This is a question which needs to be addressed in this country. It needs to be addressed before the proposed referendum on a "voice" to parliament for aboriginal people. It is also a question which is not going to be easy to answer.
The reason it needs to be addressed is not, as some will suggest, "racist" but because people need to know just who that "voice" will represent. We cannot simply continue to allow people to self-identify, or some to be accepted for political or activist reasons but others with almost identical ancestry to be denied.
I am not "aboriginal". My four grandparents were the first to be born in this country.
It also seems I am not "indigenous" either - not according to the definitions which require some sort of association with the land here. I do not have that strong tie to "country" felt by some aboriginal people. I actually have no strong feelings about it at all. I am not someone who waves the flag - and I do not like the dirge which is supposedly our "national anthem". It is people who caused me to return here - not place.

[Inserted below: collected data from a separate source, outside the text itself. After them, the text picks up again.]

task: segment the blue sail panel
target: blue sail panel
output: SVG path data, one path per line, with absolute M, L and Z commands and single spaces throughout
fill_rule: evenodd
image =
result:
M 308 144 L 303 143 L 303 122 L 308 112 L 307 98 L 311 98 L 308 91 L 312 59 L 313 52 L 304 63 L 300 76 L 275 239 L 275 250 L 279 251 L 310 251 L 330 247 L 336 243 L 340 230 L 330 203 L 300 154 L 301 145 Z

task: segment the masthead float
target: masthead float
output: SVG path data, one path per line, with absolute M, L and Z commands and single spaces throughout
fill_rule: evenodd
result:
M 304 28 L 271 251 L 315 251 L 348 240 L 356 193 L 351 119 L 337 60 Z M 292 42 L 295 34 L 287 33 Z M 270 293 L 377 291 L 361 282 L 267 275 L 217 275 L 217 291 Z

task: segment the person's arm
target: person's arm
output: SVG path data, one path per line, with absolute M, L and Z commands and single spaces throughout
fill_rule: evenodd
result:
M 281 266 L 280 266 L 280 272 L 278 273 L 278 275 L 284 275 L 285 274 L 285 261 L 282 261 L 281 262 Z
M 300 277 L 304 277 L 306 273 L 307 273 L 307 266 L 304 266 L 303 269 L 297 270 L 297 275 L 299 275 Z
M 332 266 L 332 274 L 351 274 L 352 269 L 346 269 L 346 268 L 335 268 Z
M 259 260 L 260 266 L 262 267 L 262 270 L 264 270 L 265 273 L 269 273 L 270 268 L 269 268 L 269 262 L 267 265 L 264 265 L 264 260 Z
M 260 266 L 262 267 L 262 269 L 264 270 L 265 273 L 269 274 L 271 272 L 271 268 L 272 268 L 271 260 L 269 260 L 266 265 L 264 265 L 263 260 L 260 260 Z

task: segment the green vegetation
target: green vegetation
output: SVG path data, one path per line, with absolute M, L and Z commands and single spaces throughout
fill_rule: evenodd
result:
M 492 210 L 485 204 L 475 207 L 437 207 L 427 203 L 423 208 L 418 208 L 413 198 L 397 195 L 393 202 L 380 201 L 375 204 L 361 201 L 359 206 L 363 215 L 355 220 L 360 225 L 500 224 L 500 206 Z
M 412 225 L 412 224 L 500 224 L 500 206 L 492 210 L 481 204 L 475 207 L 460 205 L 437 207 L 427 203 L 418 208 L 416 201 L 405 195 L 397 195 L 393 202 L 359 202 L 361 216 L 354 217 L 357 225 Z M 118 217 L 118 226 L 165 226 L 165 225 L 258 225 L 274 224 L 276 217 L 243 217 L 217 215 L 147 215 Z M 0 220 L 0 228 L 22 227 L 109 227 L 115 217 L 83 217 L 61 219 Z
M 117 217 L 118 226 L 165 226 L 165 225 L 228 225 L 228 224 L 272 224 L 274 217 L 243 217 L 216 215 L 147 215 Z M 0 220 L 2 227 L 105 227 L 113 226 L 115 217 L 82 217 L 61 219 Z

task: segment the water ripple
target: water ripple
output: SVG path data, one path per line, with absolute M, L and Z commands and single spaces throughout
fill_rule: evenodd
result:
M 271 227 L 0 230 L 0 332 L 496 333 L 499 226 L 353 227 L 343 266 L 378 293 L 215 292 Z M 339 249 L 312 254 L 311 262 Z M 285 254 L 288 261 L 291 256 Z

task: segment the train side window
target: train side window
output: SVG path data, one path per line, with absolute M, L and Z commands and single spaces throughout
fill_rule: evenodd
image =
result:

I also know other people feel quite differently about all this. They are immensely proud of the country to which they "belong". For some of them it is their ancestral home stretching back far before records began. For some of them it is the country which has given them shelter as refugees.
Between these two extremes there are all sorts of differences in association with "the land". It is an issue which has to be addressed. We need to know if someone who has a single great-great-great grandparent "who might have been born on an outback station to an aboriginal woman and a white man" has the same claim to being aboriginal as the person born to someone whose grandparents were the first to have any contact with white settlers. (This happened as late as 1984 when contact was made with the Pintubi people in the Gibson desert.)
Where do we draw the line - and for what purpose? It's going to be a hard question to answer.